TV

CBS’s ‘Limitless’ Is A Cool Looking Procedural With Some Obvious Limitations

Neil Burger’s 2011 film Limitless opens with protagonist Eddie Morra (Bradley Cooper) standing on the precipice of his own demise before his voice chimes in to introduce the audience to his story. The combination of the film’s flashy visual and musical style — along with Bradley Cooper’s narration — largely succeeds at bringing viewers into Eddie’s experiences as the user of NZT-48, a miraculous “smart drug” that pushes his physical and intellectual abilities — at a cost. Limitless debuted to mixed reviews, but its box office returns were substantial, and now here we are with a sequel series about to hit CBS that picks up the story four years later.

Limitless is the network’s newest attempt at bringing yet another Sherlock Holmes-style procedural to the small-screen. Last year, CBS hit it big with Scorpion after falling short with Intelligence, the Josh Holloway-starring series about a man who fought crime with the help of his supercomputer brain. (Chuck, it should be noted, pulled this off for five quirky seasons.)
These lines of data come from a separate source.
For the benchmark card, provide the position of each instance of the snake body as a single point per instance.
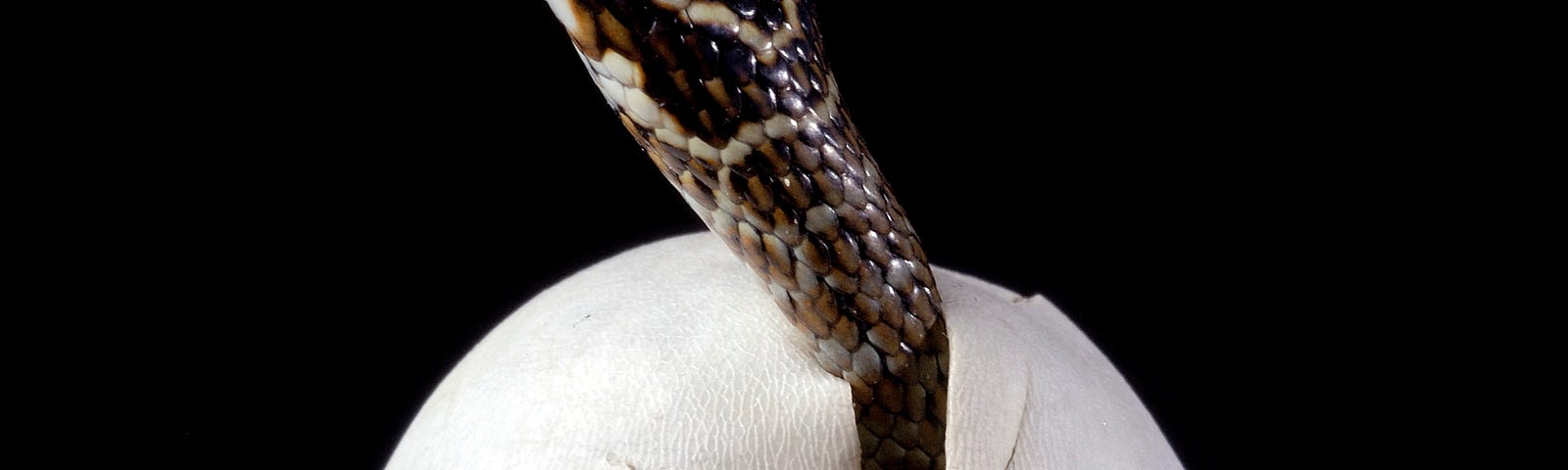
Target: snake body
(736, 106)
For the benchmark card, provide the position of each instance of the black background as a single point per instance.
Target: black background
(349, 198)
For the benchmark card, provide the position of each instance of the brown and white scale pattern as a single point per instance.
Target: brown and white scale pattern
(737, 109)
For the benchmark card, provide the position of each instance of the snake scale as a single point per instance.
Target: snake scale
(736, 106)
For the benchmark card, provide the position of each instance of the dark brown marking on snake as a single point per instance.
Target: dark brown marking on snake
(760, 146)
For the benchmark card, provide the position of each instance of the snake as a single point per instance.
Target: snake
(734, 104)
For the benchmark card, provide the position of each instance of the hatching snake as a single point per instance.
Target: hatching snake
(736, 106)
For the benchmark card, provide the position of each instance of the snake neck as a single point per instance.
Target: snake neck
(734, 104)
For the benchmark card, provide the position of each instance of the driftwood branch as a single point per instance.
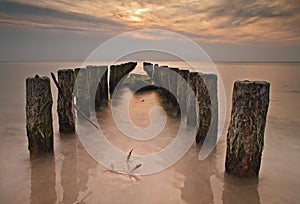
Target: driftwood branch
(69, 101)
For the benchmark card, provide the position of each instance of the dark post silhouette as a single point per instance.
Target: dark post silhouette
(245, 137)
(39, 125)
(66, 79)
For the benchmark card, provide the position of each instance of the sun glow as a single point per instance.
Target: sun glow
(133, 14)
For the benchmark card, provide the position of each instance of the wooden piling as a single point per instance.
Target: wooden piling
(117, 72)
(173, 80)
(82, 92)
(148, 68)
(181, 90)
(192, 99)
(39, 125)
(245, 137)
(66, 79)
(103, 85)
(207, 94)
The pilot follows Brian Finch (Jake McDorman), an unmotivated musician who can’t seem to hold down a job, let alone get his dream career off the ground. His disappointing state of affairs worsens when his father (Ron Rifkin) falls victim to a mysterious disease the doctors cannot diagnose. Brian’s luck quickly changes as he runs into an old friend who gives him the opportunity to “jump start” his life with a tiny little pill known as “NZT-48,” or “NZT” for short.

As with the movie, our hero’s life quickly transforms, but the pilot episode mixes the high concept with surprisingly low stakes. The serious health ramifications of the drug are exposed early on in the episode — reminding us of just how dire Eddie Morra’s situation became — but the quick pacing of the plot makes it feel secondary in importance. To add to the apparent danger, though, a murder is quickly thrown into the mix, finding Finch as the FBI’s number-one suspect. In spite of this compelling set-up, the series finds itself falling into a few self-made traps.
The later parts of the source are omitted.